My issue with this part is for a lot of the same reasons of the part above. "Using my powerful senses of deduction.." You come off a joker, an exaggerator, or just someone that wanted to find a way to incorporate the word deduction to show off that you know it, and thus have a good vocabulary. The last part is wise to do, but incorporate the word more casually. The way you say "powerful senses of deduction" for something as simple and obvious as the detection of being in some sort of hospital room, does not fit.
The moment you said "tubes in my arm", I knew confidently you had to be in a hospital, for which I suspected after "some sort of white room". You then give even more hints that there is not anyone that wouldn't know you were in a hospital room.

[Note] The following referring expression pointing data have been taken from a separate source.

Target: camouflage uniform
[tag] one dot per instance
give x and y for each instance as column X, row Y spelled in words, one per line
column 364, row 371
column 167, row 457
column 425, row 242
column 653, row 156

So to say this is "powerful sense of deduction" is really just a common sense of deduction. I would assess this as a lack of understanding or maybe a lack of judgement, where you will over-compliment or over-insult things. Shows a sense of inflation, or exaggeration.
I don't actually think this of you based on the rest of the writing, I think you were just wanting to really write something good, but put a couple too many bells on.


Conclusion: I think its well written. I think you achieved the goal of the prompt and don't come off as fake. There is a slight sense of you wanting to get pity by speaking about losing your mother in an accident, but I think there is enough that over-weighs that fact and makes it more about something that is central to your identity. Yet, this makes it more important to watch out for exaggerations.

That is just my opinion though. I have no idea who the person/people are to read this essay, and so they may have a totally different idea. So, do as you like with my opinion and don't be afraid to tell me what you think of it.
sh221b
 
  1  
Mon 20 Oct, 2014 07:06 am
@victorcarjan,
Thanks for the advice!
0 Replies
 
jespah
 
  4  
Mon 20 Oct, 2014 07:25 am
@sh221b,
"Using my powerful senses of deduction,"

Don't say that. It takes the reader completely out of the moment, and makes you sound flippant about an event that of course is anything but. Think of ways that you can say that better. Interweave it better with the tone and topic of your piece.

It is mostly a good piece (we see a lot around here that are very poorly worded or spelled or punctuated, or are padded). If you can edit it down a bit, that would also be helpful, but I understand you might be getting pushed to go for word count.